[PATCH] nvmet: fix KATO offset in Set Features

linux-nvme.lists.infradead.org archive mirror
 help / color / mirror / Atom feed

* [PATCH] nvmet: fix KATO offset in Set Features
@ 2016-12-07 18:39 Daniel Verkamp
  2016-12-07 19:09 ` Daniel Verkamp
  2016-12-09 19:59 ` [PATCH v2] nvmet: fix KATO offset in Set Features Daniel Verkamp
  0 siblings, 2 replies; 12+ messages in thread
From: Daniel Verkamp @ 2016-12-07 18:39 UTC (permalink / raw)


The Set Features implementation for Keep Alive Timer was using the wrong
structure when retrieving the KATO value; it was treating the Set
Features command as a Property Set command.

The NVMe spec defines the Keep Alive Timer feature as having one input
in CDW11 (4 bytes at offset 44 in the command) whereas the code was
reading 8 bytes at offset 48.

Since the Linux NVMe over Fabrics host never sets this feature, this
code has presumably never been tested.

Signed-off-by: Daniel Verkamp <daniel.verkamp at intel.com>
---
 drivers/nvme/target/admin-cmd.c | 3 +--
 1 file changed, 1 insertion(+), 2 deletions(-)

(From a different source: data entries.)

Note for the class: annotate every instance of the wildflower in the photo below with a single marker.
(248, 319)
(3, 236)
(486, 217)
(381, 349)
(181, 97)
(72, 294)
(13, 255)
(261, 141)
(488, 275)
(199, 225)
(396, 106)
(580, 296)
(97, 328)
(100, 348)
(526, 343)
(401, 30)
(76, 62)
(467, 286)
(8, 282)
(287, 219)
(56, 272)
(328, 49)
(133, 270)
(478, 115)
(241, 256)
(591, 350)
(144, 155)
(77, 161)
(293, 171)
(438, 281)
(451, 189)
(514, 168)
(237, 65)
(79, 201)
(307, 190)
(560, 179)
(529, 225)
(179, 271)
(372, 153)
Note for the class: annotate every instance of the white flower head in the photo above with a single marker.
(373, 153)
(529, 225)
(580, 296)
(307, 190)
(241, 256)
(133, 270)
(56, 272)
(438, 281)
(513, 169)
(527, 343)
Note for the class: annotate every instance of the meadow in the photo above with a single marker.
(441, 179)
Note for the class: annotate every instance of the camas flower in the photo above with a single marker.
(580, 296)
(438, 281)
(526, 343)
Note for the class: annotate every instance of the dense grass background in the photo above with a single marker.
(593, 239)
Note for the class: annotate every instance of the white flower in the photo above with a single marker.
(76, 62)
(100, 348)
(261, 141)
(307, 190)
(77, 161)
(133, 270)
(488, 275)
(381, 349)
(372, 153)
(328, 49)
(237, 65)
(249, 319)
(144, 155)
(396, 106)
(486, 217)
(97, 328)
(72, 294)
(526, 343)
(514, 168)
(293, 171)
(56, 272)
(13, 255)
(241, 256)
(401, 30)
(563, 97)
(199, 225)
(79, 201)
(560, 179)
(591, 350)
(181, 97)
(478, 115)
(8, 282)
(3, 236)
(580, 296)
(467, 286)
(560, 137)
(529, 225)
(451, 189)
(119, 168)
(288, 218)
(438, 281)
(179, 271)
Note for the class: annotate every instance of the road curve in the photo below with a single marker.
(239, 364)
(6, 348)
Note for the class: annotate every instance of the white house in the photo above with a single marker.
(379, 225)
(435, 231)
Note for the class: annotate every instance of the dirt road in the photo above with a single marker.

diff --git a/drivers/nvme/target/admin-cmd.c b/drivers/nvme/target/admin-cmd.c
index 6fe4c48..bdae9ef 100644
--- a/drivers/nvme/target/admin-cmd.c
+++ b/drivers/nvme/target/admin-cmd.c
@@ -391,8 +391,7 @@ static void nvmet_execute_set_features(struct nvmet_req *req)
 			(subsys->max_qid - 1) | ((subsys->max_qid - 1) << 16));
 		break;
 	case NVME_FEAT_KATO:
-		val = le64_to_cpu(req->cmd->prop_set.value);
-		val32 = val & 0xffff;
+		val32 = le32_to_cpu(req->cmd->common.cdw10[1]);
 		req->sq->ctrl->kato = DIV_ROUND_UP(val32, 1000);
 		nvmet_set_result(req, req->sq->ctrl->kato);
 		break;
-- 
2.9.3

^ permalink raw reply related	[flat|nested] 12+ messages in thread

* [PATCH] nvmet: fix KATO offset in Set Features
  2016-12-07 18:39 [PATCH] nvmet: fix KATO offset in Set Features Daniel Verkamp
@ 2016-12-07 19:09 ` Daniel Verkamp
  2016-12-09 18:28   ` Christoph Hellwig
  2016-12-09 19:59 ` [PATCH v2] nvmet: fix KATO offset in Set Features Daniel Verkamp
  1 sibling, 1 reply; 12+ messages in thread
From: Daniel Verkamp @ 2016-12-07 19:09 UTC (permalink / raw)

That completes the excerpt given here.